LegalCrystal Citation
SubjectCivil
CourtChennai
Decided On
Reported in13Ind.Cas.179; (1912)22MLJ146
AppellantMullaseri Gapala Menon
RespondentKrishekai Kovilakath Manavikraman Alias Anujan Rajah Avergal
Cases ReferredThuchakovil Unni Koya v. Arapayil Pathuti Umma
Excerpt:
- .....the appellate court, however, was passed, the appellant had executed the original decree against seshan pattar. then it appears the assignor of the respondent in this appeal instituted a suit in 1906, in the district munsif's court at alatur and attached before judgment the right of seshan pattar to the restitution of the property recovered from him by the appellant under the decree of the appellate court dated 3rd september 1904. the application for execution, which the district munsif found would save limitation, was made by seshan pattar's sons on the. 30th august 1907. at the time of the application the decree had been attached as already stated, and the question is whether the application which was dismissed on the ground that the decree was under attachment and could not.....
Judgment:

1. The first question argued before us relates to limitation and arises upon the facts. One Seshan Pattar was sued in the District Munsif's Court at Alatur, in 1904, by the present appellant and the latter recovered a decree for payment of money but the decree was reversed by the Subordinate Judge's Court of Palghat on the 3rd September 1904. Before the judgment of the appellate court, however, was passed, the appellant had executed the original decree against Seshan Pattar. Then it appears the assignor of the respondent in this appeal instituted a suit in 1906, in the District Munsif's Court at Alatur and attached before judgment the right of Seshan Pattar to the restitution of the property recovered from him by the appellant under the decree of the appellate court dated 3rd September 1904. The application for execution, which the District Munsif found would save limitation, was made by Seshan Pattar's sons on the. 30th August 1907. At the time of the application the decree had been attached as already stated, and the question is whether the application which was dismissed on the ground that the decree was under attachment and could not therefore be executed, can be regarded as an application according to law as a step in aid of execution.

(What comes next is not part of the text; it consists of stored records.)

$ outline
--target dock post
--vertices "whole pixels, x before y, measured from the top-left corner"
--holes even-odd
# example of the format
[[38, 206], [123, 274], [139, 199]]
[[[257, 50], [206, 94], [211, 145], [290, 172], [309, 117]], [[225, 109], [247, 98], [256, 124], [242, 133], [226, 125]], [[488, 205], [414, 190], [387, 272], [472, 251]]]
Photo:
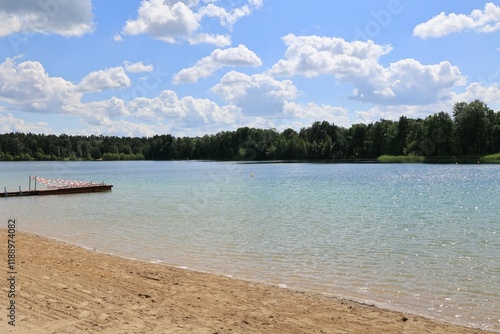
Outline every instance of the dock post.
[[23, 192], [21, 191], [21, 186], [19, 186], [19, 196], [21, 196]]
[[35, 191], [36, 191], [36, 176], [35, 176]]
[[28, 190], [31, 190], [31, 175], [30, 175], [30, 179], [28, 181]]
[[7, 187], [3, 187], [3, 192], [5, 193], [5, 197], [7, 197]]

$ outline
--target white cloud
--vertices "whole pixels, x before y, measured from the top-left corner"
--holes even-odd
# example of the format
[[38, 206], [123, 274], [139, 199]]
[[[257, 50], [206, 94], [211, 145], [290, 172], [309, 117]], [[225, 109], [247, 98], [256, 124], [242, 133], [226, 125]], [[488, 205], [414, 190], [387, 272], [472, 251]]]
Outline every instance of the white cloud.
[[417, 25], [413, 35], [424, 39], [437, 38], [467, 30], [480, 33], [500, 30], [500, 7], [490, 2], [484, 6], [484, 10], [476, 9], [469, 15], [441, 12], [429, 21]]
[[235, 107], [220, 107], [208, 99], [191, 96], [179, 98], [171, 90], [154, 98], [136, 98], [127, 104], [127, 108], [134, 117], [156, 121], [178, 118], [186, 122], [233, 123], [238, 114]]
[[452, 101], [473, 101], [479, 99], [493, 108], [500, 108], [500, 87], [497, 84], [484, 86], [479, 82], [473, 82], [467, 86], [464, 93], [454, 93]]
[[471, 102], [479, 99], [493, 110], [500, 109], [500, 87], [497, 84], [484, 86], [479, 82], [470, 83], [463, 92], [452, 92], [447, 100], [437, 101], [429, 105], [377, 106], [367, 111], [356, 111], [352, 123], [371, 123], [383, 119], [398, 120], [400, 116], [425, 118], [439, 111], [451, 114], [457, 102]]
[[422, 65], [403, 59], [383, 67], [379, 58], [392, 47], [373, 41], [347, 42], [342, 38], [287, 35], [286, 59], [270, 70], [271, 75], [333, 75], [354, 85], [353, 99], [378, 104], [429, 104], [446, 98], [465, 78], [458, 67], [444, 61]]
[[125, 71], [132, 73], [140, 73], [140, 72], [153, 72], [153, 65], [144, 65], [142, 61], [138, 63], [131, 63], [129, 61], [124, 62]]
[[174, 82], [197, 82], [198, 79], [206, 78], [215, 71], [226, 66], [236, 67], [261, 65], [262, 61], [260, 58], [246, 46], [240, 44], [236, 48], [214, 50], [210, 56], [201, 59], [193, 67], [182, 69], [174, 76]]
[[[271, 75], [303, 75], [316, 77], [334, 74], [340, 78], [366, 76], [373, 73], [378, 59], [389, 53], [392, 47], [378, 45], [373, 41], [347, 42], [343, 38], [319, 36], [283, 37], [288, 46], [285, 56], [275, 64]], [[376, 69], [378, 70], [378, 69]]]
[[23, 132], [23, 133], [49, 133], [50, 127], [48, 123], [37, 122], [27, 123], [22, 119], [15, 118], [12, 114], [3, 116], [0, 114], [0, 133]]
[[202, 5], [197, 0], [142, 0], [137, 19], [127, 21], [122, 33], [148, 34], [168, 43], [186, 40], [191, 44], [210, 43], [223, 47], [230, 45], [230, 37], [203, 32], [203, 18], [218, 18], [222, 26], [230, 28], [238, 19], [261, 6], [261, 1], [251, 0], [228, 11], [210, 2]]
[[414, 59], [381, 68], [379, 77], [356, 79], [353, 98], [379, 104], [431, 104], [449, 98], [452, 88], [465, 84], [459, 68], [447, 61], [422, 65]]
[[139, 35], [147, 33], [154, 38], [174, 43], [186, 38], [199, 28], [194, 12], [183, 2], [170, 4], [163, 0], [143, 0], [137, 20], [127, 21], [123, 33]]
[[213, 3], [209, 3], [207, 6], [202, 7], [197, 14], [200, 19], [204, 16], [218, 18], [221, 25], [231, 27], [240, 18], [250, 15], [255, 9], [260, 7], [262, 7], [262, 1], [260, 0], [249, 1], [248, 4], [244, 4], [242, 7], [234, 8], [232, 10], [227, 10]]
[[262, 61], [245, 45], [238, 45], [236, 48], [216, 49], [210, 55], [211, 61], [221, 66], [260, 66]]
[[115, 42], [123, 42], [123, 37], [120, 34], [116, 34], [113, 36], [113, 41]]
[[127, 120], [109, 120], [102, 122], [85, 123], [85, 130], [81, 135], [118, 135], [129, 137], [152, 137], [159, 133], [170, 133], [171, 127], [162, 125], [150, 125], [145, 123], [130, 122]]
[[121, 66], [99, 70], [88, 74], [78, 84], [82, 92], [98, 92], [110, 88], [125, 88], [130, 86], [130, 78]]
[[88, 115], [106, 115], [107, 117], [126, 116], [129, 114], [125, 101], [115, 96], [109, 100], [93, 101], [82, 104]]
[[188, 39], [189, 44], [214, 44], [218, 47], [231, 45], [231, 37], [228, 35], [213, 35], [213, 34], [195, 34]]
[[212, 87], [224, 101], [242, 109], [245, 115], [282, 114], [285, 102], [297, 97], [297, 88], [290, 80], [278, 81], [269, 75], [231, 71]]
[[[373, 107], [367, 111], [356, 111], [354, 113], [353, 124], [364, 123], [369, 124], [372, 122], [380, 121], [380, 119], [397, 121], [401, 116], [411, 118], [424, 118], [425, 116], [436, 112], [435, 106], [383, 106]], [[442, 110], [442, 109], [439, 109]]]
[[24, 111], [57, 113], [79, 102], [75, 86], [59, 77], [50, 77], [42, 64], [7, 58], [0, 64], [0, 101]]
[[349, 110], [342, 107], [330, 105], [319, 105], [316, 103], [307, 103], [305, 105], [295, 102], [287, 102], [284, 107], [285, 116], [291, 118], [305, 119], [309, 125], [315, 121], [328, 121], [338, 126], [350, 126]]
[[92, 0], [0, 2], [0, 37], [15, 33], [83, 36], [95, 28]]

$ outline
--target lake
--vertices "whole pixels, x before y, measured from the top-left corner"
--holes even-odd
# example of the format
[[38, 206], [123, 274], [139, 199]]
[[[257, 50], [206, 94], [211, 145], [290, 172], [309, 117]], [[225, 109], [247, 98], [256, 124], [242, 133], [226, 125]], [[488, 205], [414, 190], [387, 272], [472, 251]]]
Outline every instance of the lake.
[[500, 332], [500, 165], [1, 162], [112, 192], [0, 199], [18, 229]]

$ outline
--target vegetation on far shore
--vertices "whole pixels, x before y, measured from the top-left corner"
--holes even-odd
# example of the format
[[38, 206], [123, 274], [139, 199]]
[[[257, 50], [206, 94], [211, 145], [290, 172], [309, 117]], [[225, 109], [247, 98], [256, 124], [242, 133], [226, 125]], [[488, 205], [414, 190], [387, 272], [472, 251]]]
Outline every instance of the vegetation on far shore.
[[500, 163], [500, 153], [485, 155], [484, 157], [481, 157], [481, 161], [489, 163]]
[[377, 160], [500, 163], [500, 111], [479, 100], [425, 119], [401, 116], [300, 131], [243, 127], [202, 137], [0, 134], [0, 161], [12, 160]]

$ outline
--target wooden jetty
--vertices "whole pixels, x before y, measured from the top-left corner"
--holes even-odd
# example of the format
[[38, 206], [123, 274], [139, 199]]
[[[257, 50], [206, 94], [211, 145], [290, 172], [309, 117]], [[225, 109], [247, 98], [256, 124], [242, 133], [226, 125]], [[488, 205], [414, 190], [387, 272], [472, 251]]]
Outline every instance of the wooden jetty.
[[[31, 180], [35, 181], [35, 188], [31, 189]], [[36, 182], [40, 182], [47, 186], [46, 189], [36, 189]], [[56, 185], [54, 185], [56, 184]], [[44, 195], [67, 195], [67, 194], [85, 194], [97, 193], [104, 191], [111, 191], [113, 185], [81, 181], [67, 181], [67, 180], [49, 180], [41, 177], [31, 177], [28, 190], [4, 191], [0, 192], [0, 197], [19, 197], [19, 196], [44, 196]]]

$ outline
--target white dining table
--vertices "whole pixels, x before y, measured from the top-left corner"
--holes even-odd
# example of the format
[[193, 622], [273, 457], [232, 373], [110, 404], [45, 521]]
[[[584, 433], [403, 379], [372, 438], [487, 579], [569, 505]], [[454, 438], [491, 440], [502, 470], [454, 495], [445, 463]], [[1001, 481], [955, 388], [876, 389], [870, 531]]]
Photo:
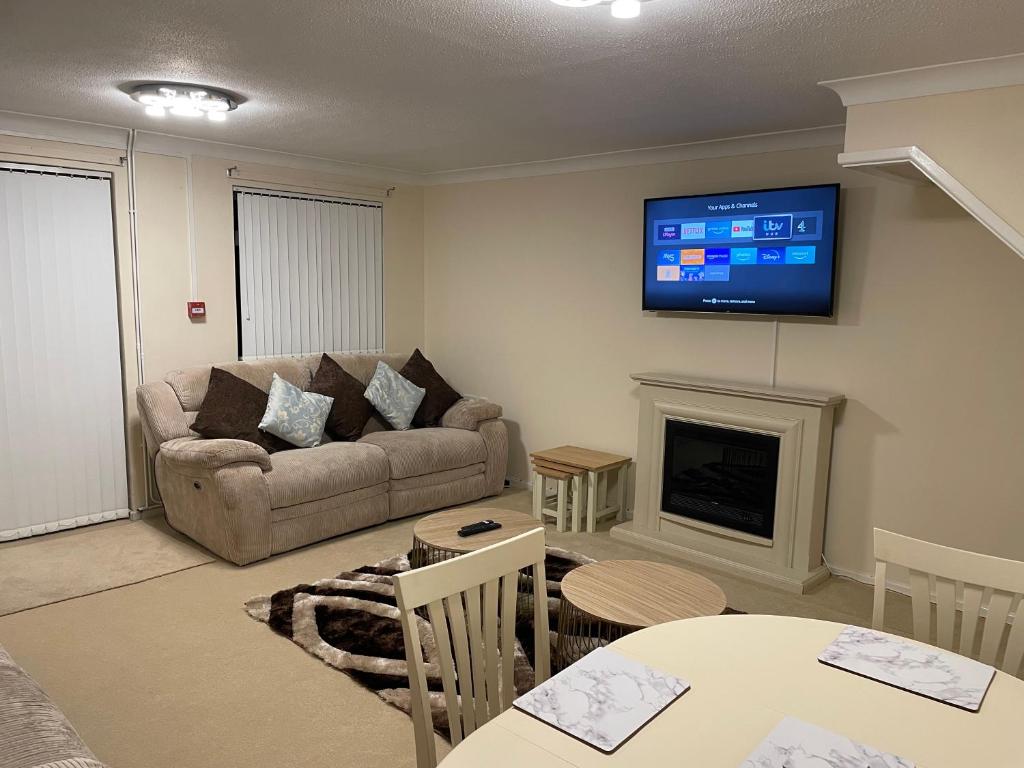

The learned Counsel for the appellant has strongly relied, in support of his contention that the application was not in accordance with law, on the case of Thuchakovil Unni Koya v. Arapayil Pathuti Umma (1911) 1 M.W.N.187. But that was a case in which the attachment was under the second paragraph of Section 273 of the Code of 1882. But the provisions of this paragraph cannot be applied to the present case, for it is the same court, i.e., the District Munsif's Court of Alatur, which passed the decree sought to be executed and which has to execute the decree of the Subordinate Judge's Court of Palghat which is under attachment. This case would rather seem to be covered by the first part of the penultimate paragraph of Section 273, which does not direct stay of the execution of the attached decree. Even if that provision does not apply, the only effect of the attachment would be to prevent alienation. Nor is there anything in the terms of the order passed on the application for attachment which forbids the decree-holder from proceeding. We therefore hold that the application of the 30th August 1907 was in accordance with law.

2. The second point argued by Dr. Swaminadhan is that a right of restitution arising out of a reversing decree cannot be enforced in execution. But Section 14 of the present Civil Procedure Code which governs the question makes it quite clear not only that such a right can be enforced in execution but that no suit shall lie for the purpose.

3. The result is the appeal is dismissed with costs.